Толстов негодующе отступил на два шага, протестующе вытянул руки с выпяченными ладонями, больше пригодными для молота, чем для авторучки.
- Мне нельзя, у меня – суставы. Радикулитный ишиас, понятно? - Иван Ильич понял, что тащить рюкзак придётся ему. - Так что волоки сам на своём двигателе, тебе тоже полезно, - зареготал бархатистым смешком, не открывая рта.
Двинулись гуськом: впереди – одногорбый двуногий одноцилиндровый верблюд, за ним, пыхтя – ишиас, а замыкал тройку – музыкальный шибздик с гитарой в чехле за спиной. Теряя крупные капли нетрудового пота, Иван Ильич с огорчением думал: - « Ну, почему всегда так: придумал, вроде бы, толково, взялся с налёту в охотку, а получается бестолково, ещё скорее остыл, а не отвертишься – кропай, что с дури надумал, пеняя на себя, тяни придумку, даже если ей заранее светит крах. Пора бы уже научиться думать и загадывать хотя бы на три-четыре шага вперёд, а получается только на один, а то и на пол- , а там, что бог даст».

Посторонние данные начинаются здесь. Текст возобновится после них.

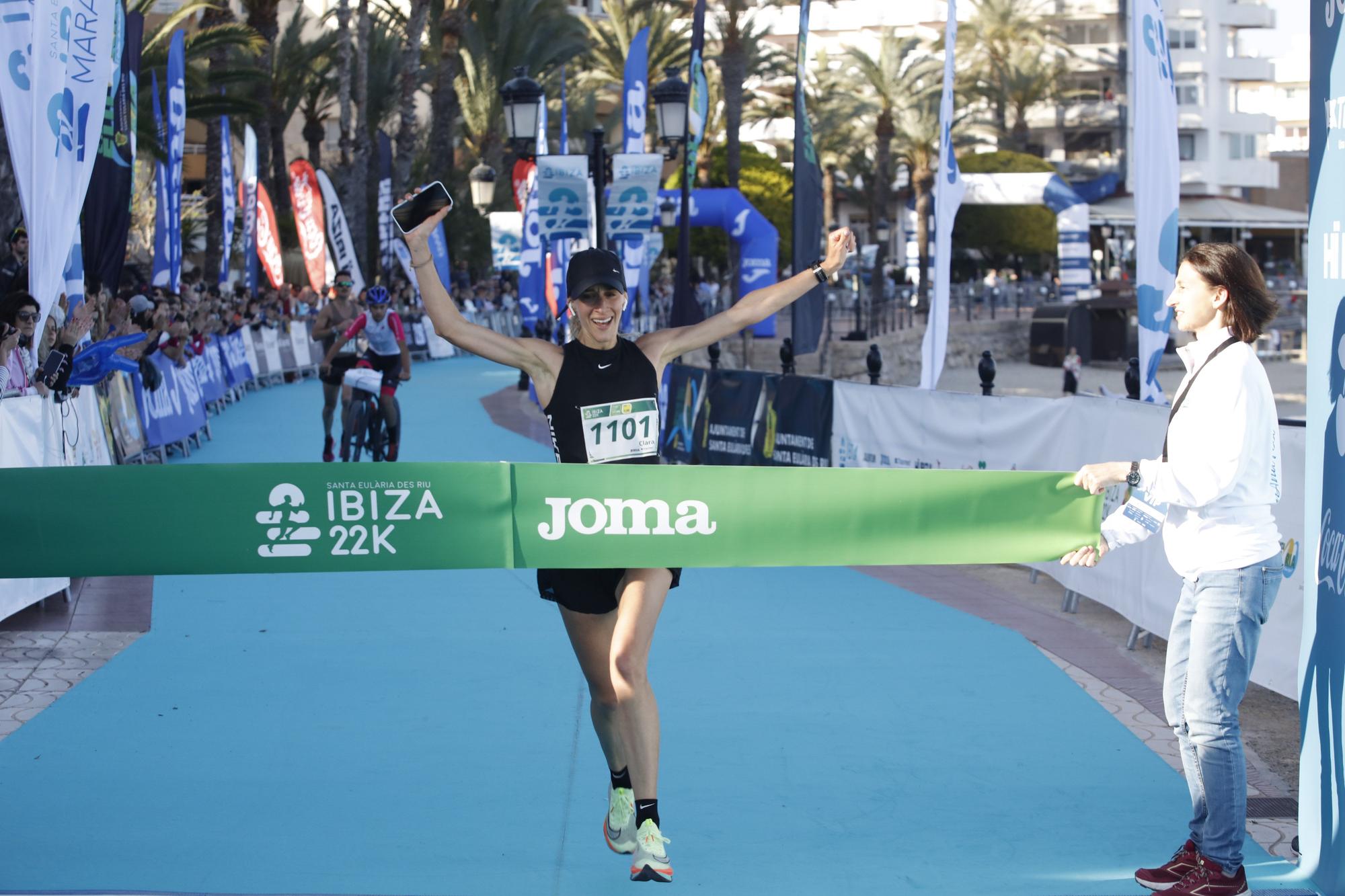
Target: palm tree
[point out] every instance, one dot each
(449, 21)
(410, 81)
(317, 106)
(501, 36)
(1023, 80)
(997, 32)
(301, 79)
(208, 87)
(360, 186)
(215, 58)
(610, 42)
(264, 17)
(903, 79)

Обиженная  судьбой процессия растянулась на двадцать фёдоровских шагов, и пришлось лохматушке встречать каждого новым жалобным взлаем, протестуя против  трёх взамен одного. Когда же, наконец, пришлые втиснулись в пристройку, восторгам их не было конца.

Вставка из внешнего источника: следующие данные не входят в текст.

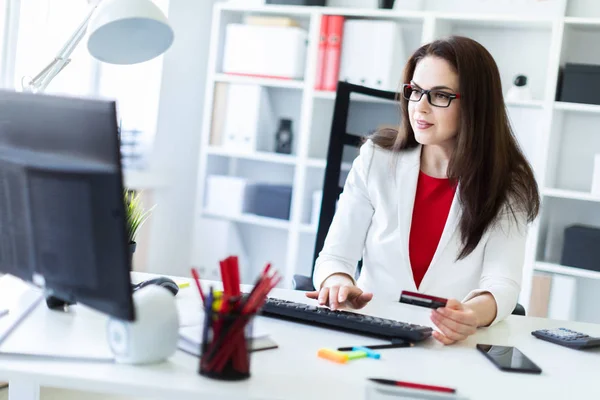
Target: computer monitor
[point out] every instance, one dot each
(62, 217)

- Ну и гад же ты, Крепин! – пробасил Фёдор Львович, плюхнувшись на тахту.
Даже Юрий Петрович, вечно погруженный в переполнявшие его звуки, и тот засомневался в элитности отеля.

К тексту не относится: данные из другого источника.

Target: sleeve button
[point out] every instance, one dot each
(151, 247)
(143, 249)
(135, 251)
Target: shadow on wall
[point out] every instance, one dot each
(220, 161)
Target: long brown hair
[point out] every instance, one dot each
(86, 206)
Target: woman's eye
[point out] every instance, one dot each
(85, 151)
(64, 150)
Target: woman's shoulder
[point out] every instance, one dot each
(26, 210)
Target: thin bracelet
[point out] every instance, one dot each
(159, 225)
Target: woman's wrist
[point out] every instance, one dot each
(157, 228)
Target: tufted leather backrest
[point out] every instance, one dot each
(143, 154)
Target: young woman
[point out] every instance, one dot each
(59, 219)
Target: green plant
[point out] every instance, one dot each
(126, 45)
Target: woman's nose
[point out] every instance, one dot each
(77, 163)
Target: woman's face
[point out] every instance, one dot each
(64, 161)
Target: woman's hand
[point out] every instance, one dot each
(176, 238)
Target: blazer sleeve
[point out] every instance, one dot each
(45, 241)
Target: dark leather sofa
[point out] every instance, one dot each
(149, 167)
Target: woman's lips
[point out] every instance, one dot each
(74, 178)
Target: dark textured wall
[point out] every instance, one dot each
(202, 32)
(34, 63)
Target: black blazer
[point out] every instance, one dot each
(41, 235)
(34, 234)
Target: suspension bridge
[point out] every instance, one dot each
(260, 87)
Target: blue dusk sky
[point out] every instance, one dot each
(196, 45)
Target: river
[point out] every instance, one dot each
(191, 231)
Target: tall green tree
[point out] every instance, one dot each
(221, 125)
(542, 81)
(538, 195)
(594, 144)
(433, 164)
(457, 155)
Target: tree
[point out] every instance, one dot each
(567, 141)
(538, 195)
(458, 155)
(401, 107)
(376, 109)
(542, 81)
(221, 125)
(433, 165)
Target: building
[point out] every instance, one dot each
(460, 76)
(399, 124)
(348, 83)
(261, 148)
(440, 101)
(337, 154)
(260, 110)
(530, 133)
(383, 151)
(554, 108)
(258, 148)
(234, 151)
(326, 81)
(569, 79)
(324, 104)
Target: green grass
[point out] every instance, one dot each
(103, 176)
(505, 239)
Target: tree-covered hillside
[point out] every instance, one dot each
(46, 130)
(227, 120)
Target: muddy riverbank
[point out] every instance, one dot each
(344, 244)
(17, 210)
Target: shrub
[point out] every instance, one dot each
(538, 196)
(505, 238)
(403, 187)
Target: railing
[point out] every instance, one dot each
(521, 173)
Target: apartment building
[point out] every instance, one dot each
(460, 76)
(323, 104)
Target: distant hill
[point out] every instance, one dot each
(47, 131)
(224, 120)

- Где же тут жить? – и осторожно, одной худой ягодицей, присел рядом с Толстовым.
Иван Ильич, экономя душевные силы, не стал понапрасну убеждать, что это лучшее, что можно добыть в бархатный сезон в перезаселённом курортном местечке, а освободился от тяжёлого рюкзака и поинтересовался, отведя объяснения на сторону:
- Что там напихано?
Юрий Петрович принялся перечислять, загибая длинные музыкальные пальцы с обгрызенными в экстазах ногтями:
- Мама положила тёплые вещи…
- За каким дьяволом? – удивился недоморощенный недотёпа. – Лето в разгаре – запаришься насухо.
Послушный сын заторопился оправдать мамины заботы:
- Как зачем? Вон, какие над Россией ходят мрачные и грозные циклоны, не видел, что ли, по телеку? Набредёт такой на здешние места, недолго и окочуриться. Тёплые вещи не помешают, мама знает.
- Что ещё там нужное ненужное.
- Запас  диетического питания быстрого приготовления, - загнул второй палец предусмотрительный деятель музыки, - на случай, если случатся перерывы с продуктовым снабжением – у нас, сам знаешь, всякое бывает. Мама сказала…
-  Да почему они случатся? – вознегодовал продуктовый оптимист, почему-то вспомнив о варениках и о том, что кодлу надо чем-то кормить.
- А санкции? – хитро напомнил практичный музыкант, и возразить было нечем.
- О господи! Продолжай убивать.
Чайкин загнул третий палец.
- Федькины болотные сапоги…
- Ты что, на рыбалку собрался? Снасти прихватил? – насмешливо поинтересовался ревизор у распластанного толстяка с больными суставами.
Тот приоткрыл глаза, ответил вяло:
- Не на рыбалку, а на случай наводнения. Похоже, ты совсем не в курсе обычных теленовостей – везде заливает, не грех и подстраховаться.
- Ну, налетели пуганые вороны! – запричитал временно исполняющий функции хозяина. – Что там ещё?
- Разборные гантели, - загнул указательный палец хиляк, которому любые гантели были не под силу.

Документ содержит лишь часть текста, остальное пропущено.